Earlier this month, Bowser endorsed Reeder in her race against Silverman, but each candidate maintains they are competing against each other, not running with or against Bowser
“I’m running against who’s on the ballot,” Silverman responded.
Reeder said she has gotten to this point through her experience as a staffer for former mayor Anthony Williams, and her current role as a restaurant owner in Anacostia.
“I ran this race for one year without the support of anyone but the individuals who supported me as residents of the city, community activists, and people who believe in my ability to be a successful candidate.
Silverman has often challenged Bowser during her years on the council.
“That is my approach as a councilmember, to vigorously and aggressively perform oversight over city agencies, to make sure our government is serving our residents and businesses well,” Silverman said.
The incumbent pointed to paid family leave act, which she co-authored, as a success, though small business owners have criticized it.
“I’m thrilled to have been a champion of paid family leave, which will give District workers to the opportunity to take care of themselves and family members, at the most critical times of their lives, without risking financial calamity.”
Reeder opened a restaurant, Cheers, in Anacostia three years ago.
“We have a food desert in Ward 8,” said Reeder. “Me actually opening a restaurant there was to fill a need, not become rich.”
In the District, every two years, two of the city’s four at-large seats are on the ballot. Voters cast two votes, and the top two vote recipients get the seats. But, under the Home Rule Act, only one seat can be filled by a Democrat.
Incumbent Anita Bonds, who won the Democratic nomination in June, is expected to win one of the seats.
Reeder and Silverman are both Independents.
The candidates differed on the now-repealed Initiative 77, which would have raised minimum base pay for tipped workers to a standard minimum wage.
“I believe the voters spoke,” Silverman said. “I tried to put together a package that would uphold the will of the voters, as well as listen to the restaurant and hospitality community, which is very large and a key industry in our city.”

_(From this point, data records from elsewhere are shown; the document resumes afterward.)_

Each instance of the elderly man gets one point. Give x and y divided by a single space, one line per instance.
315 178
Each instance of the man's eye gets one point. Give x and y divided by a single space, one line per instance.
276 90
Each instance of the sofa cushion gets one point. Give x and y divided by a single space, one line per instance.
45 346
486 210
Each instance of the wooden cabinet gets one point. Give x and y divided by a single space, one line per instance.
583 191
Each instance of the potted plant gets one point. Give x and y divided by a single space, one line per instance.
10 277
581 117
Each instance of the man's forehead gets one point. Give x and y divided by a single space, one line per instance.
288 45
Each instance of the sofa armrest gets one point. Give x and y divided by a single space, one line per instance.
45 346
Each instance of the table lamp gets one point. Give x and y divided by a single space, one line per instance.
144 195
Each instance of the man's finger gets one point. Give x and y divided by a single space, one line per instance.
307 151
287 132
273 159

Restaurant owner Reeder said she didn’t personally take an immediate stance on the initiative: “I let my staff make the decision. And my staff decided it wasn’t in the best interests of themselves, so we decided to go against Initiative 77.”
Silverman has said she expects Reeder will “rubber stamp,” positions held by Bowser.

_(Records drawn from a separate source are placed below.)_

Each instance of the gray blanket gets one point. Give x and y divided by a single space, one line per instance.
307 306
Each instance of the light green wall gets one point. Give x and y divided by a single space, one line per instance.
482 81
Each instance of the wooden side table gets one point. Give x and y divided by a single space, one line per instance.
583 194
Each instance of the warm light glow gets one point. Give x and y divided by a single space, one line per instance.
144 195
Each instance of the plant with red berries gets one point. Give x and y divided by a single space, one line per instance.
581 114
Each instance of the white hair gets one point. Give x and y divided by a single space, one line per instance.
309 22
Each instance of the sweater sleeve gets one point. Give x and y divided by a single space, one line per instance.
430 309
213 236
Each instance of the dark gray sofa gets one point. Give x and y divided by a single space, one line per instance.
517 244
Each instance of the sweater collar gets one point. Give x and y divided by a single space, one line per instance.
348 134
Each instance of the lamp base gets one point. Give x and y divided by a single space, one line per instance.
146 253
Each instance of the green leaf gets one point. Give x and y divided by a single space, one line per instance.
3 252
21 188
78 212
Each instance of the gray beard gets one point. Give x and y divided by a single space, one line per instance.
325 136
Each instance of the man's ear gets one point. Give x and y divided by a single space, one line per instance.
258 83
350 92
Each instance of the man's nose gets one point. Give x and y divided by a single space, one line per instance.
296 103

“I totally disagree with that,” said Reeder. “The mayor and I both talked abut that prior to the endorsement. We were very clear there are going to be instances where we disagree, but we will do what’s best in the interests of the residents of the District of Columbia.”
Also on the ballot are Republican Ralph Chittams, who wants to lower taxes, and Statehood Green candidate David Schwartzman, who would raise taxes on those earning more than 200-thousand to help pay for unmet needs in DC. Independent Rustin Lewis says he’ll work to make it easier for teachers, first responders, non-profit and government employees to live and work in the District.